Robust Self-Triggered Control Approaches Optimizing Sampling Sequences with Synchronous Measurements

TL;DR

This paper presents a novel self-triggered control method for linear systems that optimizes sampling sequences to improve resource efficiency while guaranteeing stability and robustness against disturbances.

Contribution

It introduces an optimal self-triggering scheme that precomputes sampling sequences, ensuring exponential stability and robustness in sampled-data control systems.

Findings

Guarantees exponential stability for unperturbed systems.

Ensures global uniform ultimate boundedness for perturbed systems.

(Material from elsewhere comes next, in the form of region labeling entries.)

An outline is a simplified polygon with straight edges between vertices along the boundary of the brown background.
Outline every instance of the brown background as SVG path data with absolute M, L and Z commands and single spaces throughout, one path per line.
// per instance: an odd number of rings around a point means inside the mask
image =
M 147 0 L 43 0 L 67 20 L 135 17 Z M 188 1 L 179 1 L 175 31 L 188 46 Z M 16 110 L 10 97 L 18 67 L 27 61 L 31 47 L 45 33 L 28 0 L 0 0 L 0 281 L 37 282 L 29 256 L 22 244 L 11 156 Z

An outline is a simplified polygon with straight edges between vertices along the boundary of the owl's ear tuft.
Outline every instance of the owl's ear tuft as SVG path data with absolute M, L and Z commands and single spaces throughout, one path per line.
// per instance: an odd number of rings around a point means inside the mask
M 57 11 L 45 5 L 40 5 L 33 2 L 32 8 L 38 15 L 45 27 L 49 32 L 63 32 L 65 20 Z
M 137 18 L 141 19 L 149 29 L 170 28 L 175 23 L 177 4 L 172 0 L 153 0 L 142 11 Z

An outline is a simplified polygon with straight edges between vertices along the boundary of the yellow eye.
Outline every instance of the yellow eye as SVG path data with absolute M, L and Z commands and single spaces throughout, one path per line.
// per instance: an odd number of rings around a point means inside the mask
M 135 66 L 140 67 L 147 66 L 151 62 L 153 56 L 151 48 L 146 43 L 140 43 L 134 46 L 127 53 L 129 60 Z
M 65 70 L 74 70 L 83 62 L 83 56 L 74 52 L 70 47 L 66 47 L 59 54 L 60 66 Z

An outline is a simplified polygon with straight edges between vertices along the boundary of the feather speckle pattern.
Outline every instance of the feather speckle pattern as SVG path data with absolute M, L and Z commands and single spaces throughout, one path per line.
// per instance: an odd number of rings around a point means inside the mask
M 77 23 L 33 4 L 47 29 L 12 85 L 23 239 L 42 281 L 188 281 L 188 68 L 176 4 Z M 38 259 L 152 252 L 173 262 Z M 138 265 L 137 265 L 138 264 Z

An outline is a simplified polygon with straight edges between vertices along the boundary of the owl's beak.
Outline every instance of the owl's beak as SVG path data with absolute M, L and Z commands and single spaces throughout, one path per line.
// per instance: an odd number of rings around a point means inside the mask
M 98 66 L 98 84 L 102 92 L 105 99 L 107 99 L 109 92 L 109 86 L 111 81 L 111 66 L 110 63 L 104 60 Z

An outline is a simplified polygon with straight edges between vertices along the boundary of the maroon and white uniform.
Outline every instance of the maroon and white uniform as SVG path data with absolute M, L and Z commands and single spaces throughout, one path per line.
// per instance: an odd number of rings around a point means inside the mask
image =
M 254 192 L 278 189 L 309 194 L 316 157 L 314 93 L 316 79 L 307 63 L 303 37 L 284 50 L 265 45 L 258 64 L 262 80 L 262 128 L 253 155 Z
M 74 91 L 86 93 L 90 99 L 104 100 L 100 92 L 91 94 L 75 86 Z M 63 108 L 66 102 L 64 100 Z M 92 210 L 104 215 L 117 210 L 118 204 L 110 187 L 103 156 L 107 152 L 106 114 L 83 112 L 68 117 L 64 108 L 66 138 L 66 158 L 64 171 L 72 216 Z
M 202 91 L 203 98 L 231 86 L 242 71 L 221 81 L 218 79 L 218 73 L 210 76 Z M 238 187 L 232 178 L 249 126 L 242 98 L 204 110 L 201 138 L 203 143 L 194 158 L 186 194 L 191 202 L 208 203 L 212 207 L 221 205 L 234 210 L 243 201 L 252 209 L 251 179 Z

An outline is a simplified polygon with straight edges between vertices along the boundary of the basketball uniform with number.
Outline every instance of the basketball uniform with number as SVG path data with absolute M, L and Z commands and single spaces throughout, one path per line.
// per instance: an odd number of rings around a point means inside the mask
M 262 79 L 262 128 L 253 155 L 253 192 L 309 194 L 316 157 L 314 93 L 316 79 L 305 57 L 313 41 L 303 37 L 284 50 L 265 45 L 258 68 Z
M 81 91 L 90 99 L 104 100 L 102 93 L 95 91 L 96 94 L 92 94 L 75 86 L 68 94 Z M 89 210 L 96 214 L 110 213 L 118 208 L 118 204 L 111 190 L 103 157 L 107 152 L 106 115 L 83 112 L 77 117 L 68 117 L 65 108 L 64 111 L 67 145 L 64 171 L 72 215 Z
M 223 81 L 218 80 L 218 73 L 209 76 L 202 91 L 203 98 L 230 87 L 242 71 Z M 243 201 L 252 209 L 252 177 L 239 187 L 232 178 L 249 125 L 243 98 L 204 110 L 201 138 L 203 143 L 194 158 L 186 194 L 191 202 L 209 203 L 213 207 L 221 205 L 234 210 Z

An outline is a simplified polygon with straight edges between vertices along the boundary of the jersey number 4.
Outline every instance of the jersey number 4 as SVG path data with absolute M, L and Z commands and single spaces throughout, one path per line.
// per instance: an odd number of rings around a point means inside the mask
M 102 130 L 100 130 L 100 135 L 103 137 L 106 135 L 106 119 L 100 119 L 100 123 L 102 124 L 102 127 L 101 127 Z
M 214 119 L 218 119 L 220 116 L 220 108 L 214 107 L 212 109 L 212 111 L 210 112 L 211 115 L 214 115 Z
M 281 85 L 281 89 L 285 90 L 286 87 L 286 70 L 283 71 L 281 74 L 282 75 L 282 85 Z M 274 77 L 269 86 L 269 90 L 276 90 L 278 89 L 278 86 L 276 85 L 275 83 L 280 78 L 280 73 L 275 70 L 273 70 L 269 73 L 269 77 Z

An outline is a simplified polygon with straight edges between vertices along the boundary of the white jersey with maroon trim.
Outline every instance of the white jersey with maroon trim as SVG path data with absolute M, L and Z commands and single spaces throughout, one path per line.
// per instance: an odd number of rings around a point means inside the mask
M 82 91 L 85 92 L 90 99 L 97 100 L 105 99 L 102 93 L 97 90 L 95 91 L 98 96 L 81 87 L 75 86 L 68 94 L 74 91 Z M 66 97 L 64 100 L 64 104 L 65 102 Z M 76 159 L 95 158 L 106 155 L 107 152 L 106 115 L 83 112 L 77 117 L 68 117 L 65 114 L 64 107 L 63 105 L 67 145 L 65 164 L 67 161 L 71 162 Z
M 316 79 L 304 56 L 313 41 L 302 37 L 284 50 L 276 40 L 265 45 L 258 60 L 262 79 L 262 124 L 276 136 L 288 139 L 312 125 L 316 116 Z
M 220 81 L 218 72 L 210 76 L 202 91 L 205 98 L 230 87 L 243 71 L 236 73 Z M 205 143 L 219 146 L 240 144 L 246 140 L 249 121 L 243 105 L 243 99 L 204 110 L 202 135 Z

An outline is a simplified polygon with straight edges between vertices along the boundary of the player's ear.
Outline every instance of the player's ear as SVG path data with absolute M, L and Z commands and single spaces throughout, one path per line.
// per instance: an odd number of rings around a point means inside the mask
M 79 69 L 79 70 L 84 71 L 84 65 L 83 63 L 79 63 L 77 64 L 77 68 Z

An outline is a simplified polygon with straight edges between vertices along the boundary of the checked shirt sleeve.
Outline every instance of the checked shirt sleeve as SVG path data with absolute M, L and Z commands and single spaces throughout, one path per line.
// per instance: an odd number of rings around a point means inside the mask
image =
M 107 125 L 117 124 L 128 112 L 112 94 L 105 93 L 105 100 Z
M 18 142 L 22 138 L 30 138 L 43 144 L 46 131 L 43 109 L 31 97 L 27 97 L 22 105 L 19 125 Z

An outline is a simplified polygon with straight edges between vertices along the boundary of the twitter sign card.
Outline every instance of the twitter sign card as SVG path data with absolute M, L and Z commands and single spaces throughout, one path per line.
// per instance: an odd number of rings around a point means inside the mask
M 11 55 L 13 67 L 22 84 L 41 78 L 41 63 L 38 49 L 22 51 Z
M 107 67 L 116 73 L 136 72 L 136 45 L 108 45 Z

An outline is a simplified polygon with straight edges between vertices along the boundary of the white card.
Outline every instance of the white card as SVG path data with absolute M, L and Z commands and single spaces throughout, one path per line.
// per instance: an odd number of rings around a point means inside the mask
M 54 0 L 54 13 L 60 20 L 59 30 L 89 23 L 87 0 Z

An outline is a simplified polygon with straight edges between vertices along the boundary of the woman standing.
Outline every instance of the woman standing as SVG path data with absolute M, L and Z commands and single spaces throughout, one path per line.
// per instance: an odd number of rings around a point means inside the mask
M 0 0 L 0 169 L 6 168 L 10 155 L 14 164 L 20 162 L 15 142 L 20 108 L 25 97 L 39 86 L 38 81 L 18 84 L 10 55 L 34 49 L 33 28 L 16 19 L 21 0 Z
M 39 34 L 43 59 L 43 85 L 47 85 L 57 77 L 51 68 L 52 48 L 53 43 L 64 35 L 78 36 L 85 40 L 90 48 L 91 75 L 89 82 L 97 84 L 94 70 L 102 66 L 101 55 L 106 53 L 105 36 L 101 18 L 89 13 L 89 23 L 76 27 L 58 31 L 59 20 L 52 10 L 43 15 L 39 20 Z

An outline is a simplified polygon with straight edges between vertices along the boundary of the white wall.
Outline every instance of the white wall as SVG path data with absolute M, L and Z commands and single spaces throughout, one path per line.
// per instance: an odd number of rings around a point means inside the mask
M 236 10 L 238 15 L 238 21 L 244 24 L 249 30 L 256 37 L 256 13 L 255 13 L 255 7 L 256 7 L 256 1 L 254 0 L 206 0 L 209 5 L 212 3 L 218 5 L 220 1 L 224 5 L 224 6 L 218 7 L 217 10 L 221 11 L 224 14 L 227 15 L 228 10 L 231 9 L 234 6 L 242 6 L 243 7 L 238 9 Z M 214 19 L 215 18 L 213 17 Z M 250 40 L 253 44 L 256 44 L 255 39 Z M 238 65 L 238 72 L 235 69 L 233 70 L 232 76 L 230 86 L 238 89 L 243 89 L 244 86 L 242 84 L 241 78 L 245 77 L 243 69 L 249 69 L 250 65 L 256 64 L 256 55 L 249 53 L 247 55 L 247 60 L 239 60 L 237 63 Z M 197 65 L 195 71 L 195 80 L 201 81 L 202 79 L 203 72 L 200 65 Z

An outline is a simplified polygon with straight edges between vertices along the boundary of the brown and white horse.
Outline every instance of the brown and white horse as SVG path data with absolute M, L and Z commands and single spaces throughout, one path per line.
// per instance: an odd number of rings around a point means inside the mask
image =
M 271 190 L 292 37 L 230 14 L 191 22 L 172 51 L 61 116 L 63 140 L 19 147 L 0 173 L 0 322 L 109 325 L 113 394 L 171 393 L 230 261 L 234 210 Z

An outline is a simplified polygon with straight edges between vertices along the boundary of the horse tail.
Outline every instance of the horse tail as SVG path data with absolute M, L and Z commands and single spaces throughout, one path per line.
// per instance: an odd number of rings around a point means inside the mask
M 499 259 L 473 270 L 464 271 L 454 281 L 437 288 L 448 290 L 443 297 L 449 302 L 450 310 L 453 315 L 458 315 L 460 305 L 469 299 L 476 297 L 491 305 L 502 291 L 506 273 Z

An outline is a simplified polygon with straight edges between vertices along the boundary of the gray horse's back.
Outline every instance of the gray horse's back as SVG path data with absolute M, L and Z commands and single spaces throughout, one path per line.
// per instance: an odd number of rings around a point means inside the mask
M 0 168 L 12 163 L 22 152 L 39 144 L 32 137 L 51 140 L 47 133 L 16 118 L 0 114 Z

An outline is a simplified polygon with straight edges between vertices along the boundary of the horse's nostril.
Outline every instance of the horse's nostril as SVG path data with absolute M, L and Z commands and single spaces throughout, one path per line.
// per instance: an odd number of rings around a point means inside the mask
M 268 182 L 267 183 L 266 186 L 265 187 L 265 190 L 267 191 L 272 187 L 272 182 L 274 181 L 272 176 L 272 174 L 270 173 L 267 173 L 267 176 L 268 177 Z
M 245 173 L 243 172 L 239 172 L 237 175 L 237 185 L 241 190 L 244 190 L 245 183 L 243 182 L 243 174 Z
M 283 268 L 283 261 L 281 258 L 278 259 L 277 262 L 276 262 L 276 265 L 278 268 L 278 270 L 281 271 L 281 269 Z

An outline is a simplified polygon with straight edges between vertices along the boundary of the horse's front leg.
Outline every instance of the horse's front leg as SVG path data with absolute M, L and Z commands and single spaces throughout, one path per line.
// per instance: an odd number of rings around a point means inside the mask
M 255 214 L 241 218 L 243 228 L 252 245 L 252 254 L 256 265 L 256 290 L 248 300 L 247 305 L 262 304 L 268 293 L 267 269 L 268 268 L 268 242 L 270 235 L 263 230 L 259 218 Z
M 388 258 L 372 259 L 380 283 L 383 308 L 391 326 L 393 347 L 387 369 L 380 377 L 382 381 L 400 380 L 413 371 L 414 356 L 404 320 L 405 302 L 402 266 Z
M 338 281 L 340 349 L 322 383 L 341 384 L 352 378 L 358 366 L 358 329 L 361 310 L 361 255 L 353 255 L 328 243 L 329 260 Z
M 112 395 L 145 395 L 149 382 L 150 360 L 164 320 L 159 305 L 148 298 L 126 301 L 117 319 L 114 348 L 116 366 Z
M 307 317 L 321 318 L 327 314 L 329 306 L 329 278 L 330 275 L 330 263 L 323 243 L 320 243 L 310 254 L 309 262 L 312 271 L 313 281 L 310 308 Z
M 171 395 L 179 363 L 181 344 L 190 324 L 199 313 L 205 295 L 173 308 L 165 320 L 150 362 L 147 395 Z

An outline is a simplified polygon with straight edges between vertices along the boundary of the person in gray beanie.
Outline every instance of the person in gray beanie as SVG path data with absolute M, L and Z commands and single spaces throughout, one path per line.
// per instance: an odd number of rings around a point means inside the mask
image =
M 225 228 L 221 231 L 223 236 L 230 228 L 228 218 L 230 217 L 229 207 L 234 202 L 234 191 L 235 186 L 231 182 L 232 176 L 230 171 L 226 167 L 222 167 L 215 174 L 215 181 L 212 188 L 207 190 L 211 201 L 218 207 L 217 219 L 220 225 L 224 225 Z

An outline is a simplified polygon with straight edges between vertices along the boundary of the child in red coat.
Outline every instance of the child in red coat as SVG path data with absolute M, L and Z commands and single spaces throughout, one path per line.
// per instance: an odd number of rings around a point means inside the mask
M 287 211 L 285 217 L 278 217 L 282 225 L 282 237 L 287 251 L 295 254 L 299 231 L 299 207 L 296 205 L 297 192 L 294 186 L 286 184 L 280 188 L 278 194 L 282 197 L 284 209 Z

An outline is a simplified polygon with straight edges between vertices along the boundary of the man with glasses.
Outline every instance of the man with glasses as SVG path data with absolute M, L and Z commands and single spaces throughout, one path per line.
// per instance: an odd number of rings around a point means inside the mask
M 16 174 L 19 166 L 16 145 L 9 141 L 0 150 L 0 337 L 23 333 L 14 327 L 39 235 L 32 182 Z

Demonstrates improved resource efficiency through simulations.

Abstract

Feedback control algorithms traditionally rely on periodic execution on digital platforms. While this simplifies design and analysis, it often leads to inefficient resource usage (e.g., CPU, network bandwidth) in embedded control and shared networks. This work investigates self-triggering implementations of linear controllers in sampled-data systems with synchronous measurements. Our approach precomputes the next sampling sequence over a finite horizon based on current state information. We introduce a novel optimal self-triggering scheme that guarantees exponential stability for unperturbed systems and global uniform ultimate boundedness for perturbed systems. This ensures robustness against external disturbances with explicit performance guarantees. Simulations demonstrate the benefits of our approach.